The paper introduces Shot-Based Quantum Encoding (SBQE), a novel data embedding method for quantum neural networks that improves data loading efficiency and performance on benchmark datasets.

Contribution

SBQE is a new data encoding strategy that uses shot distributions as learnable parameters, enabling effective quantum data embedding without complex gates.

Findings

Achieves 89.1% accuracy on Semeion dataset, reducing error by 5.3% compared to amplitude encoding.

Attains 80.95% accuracy on Fashion MNIST, surpassing amplitude encoding and classical models.

Demonstrates that SBQE can be implemented with hardware-compatible protocols.

Abstract

Efficient data loading remains a bottleneck for near-term quantum machine-learning. Existing schemes (angle, amplitude, and basis encoding) either underuse the exponential Hilbert-space capacity or require circuit depths that exceed the coherence budgets of noisy intermediate-scale quantum hardware. We introduce Shot-Based Quantum Encoding (SBQE), a data embedding strategy that distributes the hardware's native resource, shots, according to a data-dependent classical distribution over multiple initial quantum states. By treating the shot counts as a learnable degree of freedom, SBQE produces a mixed-state representation whose expectation values are linear in the classical probabilities and can therefore be composed with non-linear activation functions. We show that SBQE is structurally equivalent to a multilayer perceptron whose weights are realised by quantum circuits, and we describe a hardware-compatible implementation protocol.

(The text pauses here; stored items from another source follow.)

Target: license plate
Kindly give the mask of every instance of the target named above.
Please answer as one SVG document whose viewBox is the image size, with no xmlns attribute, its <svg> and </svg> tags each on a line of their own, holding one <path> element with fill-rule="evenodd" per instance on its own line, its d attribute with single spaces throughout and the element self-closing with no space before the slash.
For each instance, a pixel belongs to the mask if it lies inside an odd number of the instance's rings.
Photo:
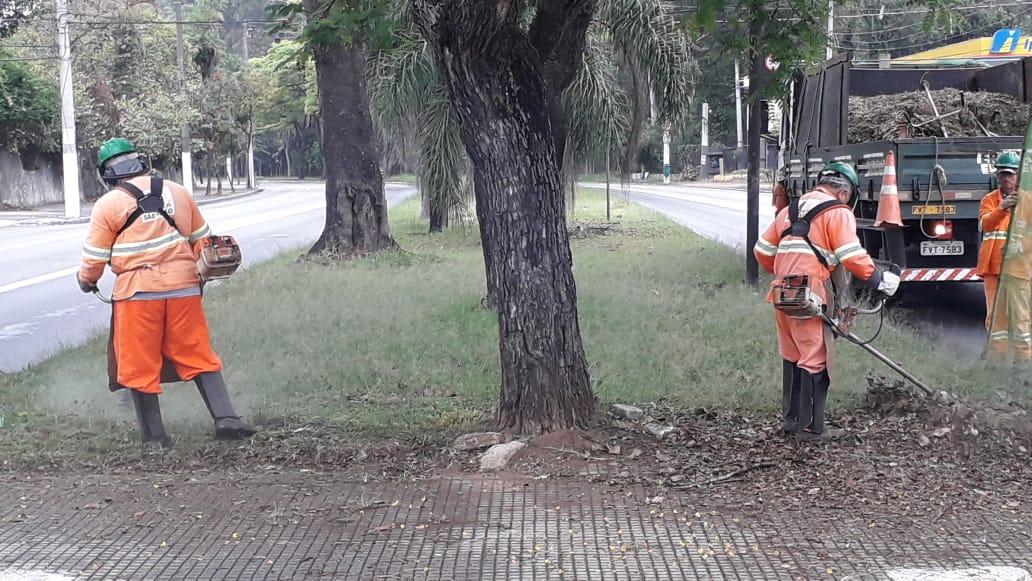
<svg viewBox="0 0 1032 581">
<path fill-rule="evenodd" d="M 921 243 L 921 256 L 960 256 L 964 254 L 963 240 L 925 240 Z"/>
<path fill-rule="evenodd" d="M 918 206 L 917 204 L 914 204 L 913 206 L 911 206 L 910 209 L 913 210 L 912 213 L 915 216 L 921 216 L 921 215 L 929 216 L 929 215 L 932 215 L 932 214 L 956 214 L 957 213 L 957 207 L 952 205 L 952 204 L 947 204 L 945 206 L 924 206 L 924 205 Z"/>
</svg>

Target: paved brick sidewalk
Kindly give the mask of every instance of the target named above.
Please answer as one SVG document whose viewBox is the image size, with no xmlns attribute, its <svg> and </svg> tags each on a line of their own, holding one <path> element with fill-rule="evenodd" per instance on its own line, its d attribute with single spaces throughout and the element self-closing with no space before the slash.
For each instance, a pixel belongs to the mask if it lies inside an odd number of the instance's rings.
<svg viewBox="0 0 1032 581">
<path fill-rule="evenodd" d="M 8 475 L 0 579 L 878 579 L 893 567 L 1032 567 L 1030 521 L 1011 507 L 918 522 L 889 507 L 803 514 L 649 493 L 296 469 Z"/>
</svg>

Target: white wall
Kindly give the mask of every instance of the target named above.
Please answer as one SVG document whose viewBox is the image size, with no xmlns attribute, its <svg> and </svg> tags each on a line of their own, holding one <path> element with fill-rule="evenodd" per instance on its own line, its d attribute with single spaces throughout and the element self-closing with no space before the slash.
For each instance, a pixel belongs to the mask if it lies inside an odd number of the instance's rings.
<svg viewBox="0 0 1032 581">
<path fill-rule="evenodd" d="M 0 151 L 0 206 L 33 208 L 63 200 L 60 162 L 41 157 L 38 170 L 25 171 L 20 157 Z"/>
</svg>

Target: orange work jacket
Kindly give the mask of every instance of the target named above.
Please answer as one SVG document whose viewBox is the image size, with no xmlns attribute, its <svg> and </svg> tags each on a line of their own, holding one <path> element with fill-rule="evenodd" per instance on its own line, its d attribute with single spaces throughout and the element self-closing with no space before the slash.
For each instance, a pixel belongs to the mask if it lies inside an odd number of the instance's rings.
<svg viewBox="0 0 1032 581">
<path fill-rule="evenodd" d="M 1010 228 L 1011 212 L 1000 208 L 1003 194 L 999 189 L 982 197 L 978 207 L 978 229 L 982 231 L 982 244 L 978 248 L 979 276 L 998 275 L 1003 267 L 1003 251 L 1007 245 L 1007 229 Z"/>
<path fill-rule="evenodd" d="M 807 211 L 818 204 L 834 199 L 834 196 L 818 186 L 816 190 L 799 198 L 799 215 L 804 217 Z M 824 256 L 827 267 L 820 263 L 813 249 L 801 236 L 788 235 L 781 238 L 781 233 L 791 226 L 788 213 L 789 208 L 778 212 L 753 248 L 760 266 L 775 276 L 767 293 L 767 302 L 774 301 L 773 286 L 780 282 L 781 277 L 809 275 L 810 290 L 827 302 L 824 283 L 831 278 L 832 270 L 840 265 L 863 281 L 875 274 L 877 267 L 857 238 L 856 217 L 851 209 L 846 206 L 833 207 L 810 222 L 810 242 Z"/>
<path fill-rule="evenodd" d="M 149 176 L 126 181 L 145 194 L 150 190 Z M 118 234 L 136 210 L 136 198 L 116 187 L 97 200 L 82 246 L 80 280 L 95 284 L 104 274 L 104 266 L 110 264 L 117 276 L 112 293 L 115 300 L 128 299 L 138 292 L 165 292 L 200 285 L 200 245 L 196 243 L 211 234 L 208 224 L 183 186 L 166 180 L 161 195 L 175 228 L 161 214 L 152 212 L 140 216 Z"/>
</svg>

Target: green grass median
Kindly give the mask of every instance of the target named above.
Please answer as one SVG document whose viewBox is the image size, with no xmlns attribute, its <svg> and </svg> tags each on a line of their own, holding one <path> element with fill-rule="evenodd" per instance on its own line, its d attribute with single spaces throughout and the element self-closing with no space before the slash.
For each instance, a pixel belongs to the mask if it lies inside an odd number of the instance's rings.
<svg viewBox="0 0 1032 581">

Benchmarks on Fashion MNIST and Semeion handwritten digits, with ten independent initialisations per model, show that SBQE achieves 89.1% +/- 0.9% test accuracy on Semeion (reducing error by 5.3% relative to amplitude encoding and matching a width-matched classical network) and 80.95% +/- 0.10% on Fashion MNIST (exceeding amplitude encoding by +2.0% and a linear multilayer perceptron by +1.3%), all without any data-encoding gates.